This Is MS Multiple Sclerosis Community: Knowledge & Support

Hi there ,

Any CCSVI treatment providers in NZ so far?

Cheers,

The ball has started rolling in NZ. Already some people have had testing done, and stenosis found and we are going for first test 12/4. Can't wait, So excited!!

Good luck NZ all us Aussie's are wishing you all the best.
Elaine

Great news kiwi about testing,
How did you get the referral was it from the neuro or gp for the scan and was it venography or mrv? I have not had success from my contacts so far Good luck with your test

Went to the GP. Chose a GP from our local medical centre who was open to new things. Haven't spoken to the Neuro at all. GP was a bit doubtful about it but said a diagnostic can't hurt, so gave referral. Is keen to get feedback about it. Chch radiology group (CRG) is who we have the test with, apparently they have done a few already, so hopefully they know what they are doing. Also tried Dunedin radiology, the IR there is going to a conference in the States in May, he thinks there will be info on CCSVI there. He was not willing to do anything until then. But all in all things are moving ahead, albeit slowly. Where are you? I read somewhere on here that someone in Auckland had the test done up there. Best of luck with getting someone to help

Sorry didn't answer your question. It is for doppler ultrasound. If stenosis is found we will move straight onto venogram and ballooning, once we get accepted by a surgeon, but the guys at CRG are very encouraging.

Thanks for all the information. I am in Auckland. I did asked my GP about referral previously, but no luck. Sit and wait is pretty much the feeling in the air. So I will try as you say somebody who is pro CSSVI. This is really good news.

Had the ultrasound done at CRG yesterday. Narrowing found in both right and left internal jugulars in the middle. No more info at this stage. The report is going to get written up and sent to our GP, who happens to be away for the week - so we have to wait ... but we are getting images on CD sent to us so will have these for later comparisons

I know it seems wrong to say, but I'm happy you got the results you did, its all good for the future..All the best

Good to hear a Kiwi gets the diagnosis in its own country!
I was diagnosed with CCSVI in Nov. 09. (MRI done in NZ, diagnose done in Europe) after begging for medical help at my own expense since May last year! Since that I’m begging again, and again, and again,..…& waiting for an answer (meanwhile 2 month +) of the CVG regarding the procedure as well.
It’s more as inhuman and surprisingly my medical condition didn’t improve since then either.
In the hope for better days!
Arne http://www.csvi-ms.net/en

Any new news?

No and that's why I’m going to make a complaint at the Human Rights Commission of NZ this week because my civil rights as a disabled are being violated if physicians and hospitals of NZ are denying to treat my CCSVI (diagnosed Nov. 09) with a legal, conservative and safe procedures like an angioplasty (medical “Gold Standard”) because I’m suffering from MS (diagnosed 1998) as well. I think it's unconstitutional and that it violates the UN-Convention on the Rights and Dignity of Persons with Disabilities officially recognised by the Government of NZ in 2007.

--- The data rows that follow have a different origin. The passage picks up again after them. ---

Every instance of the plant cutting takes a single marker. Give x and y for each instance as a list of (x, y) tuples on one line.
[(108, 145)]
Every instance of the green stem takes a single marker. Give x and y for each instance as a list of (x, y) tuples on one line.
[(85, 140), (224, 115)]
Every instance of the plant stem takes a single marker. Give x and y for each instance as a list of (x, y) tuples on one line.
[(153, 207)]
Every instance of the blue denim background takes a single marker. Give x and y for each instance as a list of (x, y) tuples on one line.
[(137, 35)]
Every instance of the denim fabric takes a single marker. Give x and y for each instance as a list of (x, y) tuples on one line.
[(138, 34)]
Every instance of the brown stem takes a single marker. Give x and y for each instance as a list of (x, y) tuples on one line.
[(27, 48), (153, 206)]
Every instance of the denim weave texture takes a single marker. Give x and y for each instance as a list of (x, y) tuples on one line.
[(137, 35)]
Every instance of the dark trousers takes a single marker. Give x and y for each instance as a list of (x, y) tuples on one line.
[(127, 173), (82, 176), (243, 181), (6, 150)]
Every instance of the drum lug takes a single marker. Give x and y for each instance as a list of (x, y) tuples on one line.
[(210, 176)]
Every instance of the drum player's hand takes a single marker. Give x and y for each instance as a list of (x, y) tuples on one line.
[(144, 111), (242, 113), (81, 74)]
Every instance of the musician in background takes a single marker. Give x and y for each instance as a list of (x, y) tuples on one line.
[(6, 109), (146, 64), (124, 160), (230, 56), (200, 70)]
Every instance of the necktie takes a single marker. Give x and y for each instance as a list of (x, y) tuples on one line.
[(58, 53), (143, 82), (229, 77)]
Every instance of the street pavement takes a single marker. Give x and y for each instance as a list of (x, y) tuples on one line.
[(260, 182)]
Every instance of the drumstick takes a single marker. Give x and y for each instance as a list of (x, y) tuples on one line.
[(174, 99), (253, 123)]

1. CCSVI (chronic cerebrospinal venous insufficiency) is an officially approved disease by the International uni0n of Phlebology (IUP)-2009.
Diagnosis and treatment of venous malformations Consensus Document of the International uni0n of Phlebology (IUP)-2009.:
http://www.ncbi.nlm.nih.gov/pubmed/20087280

2. UN-Convention on the Rights of Persons with Disabilities: http://www.un.org/disabilities/default. ... 12&pid=150

Best Arne http://www.csvi-ms.net/eng

Were you able to progress, whereabouts did you get the ultrasound done?

rgds

Peter

Hi Peter, I believe it was Christchurch Radiology Group.
Regards Nigel

Good on you Kiwi's. You need your own local treatment (though I know a few of you have been diagnosed / treated in Oz).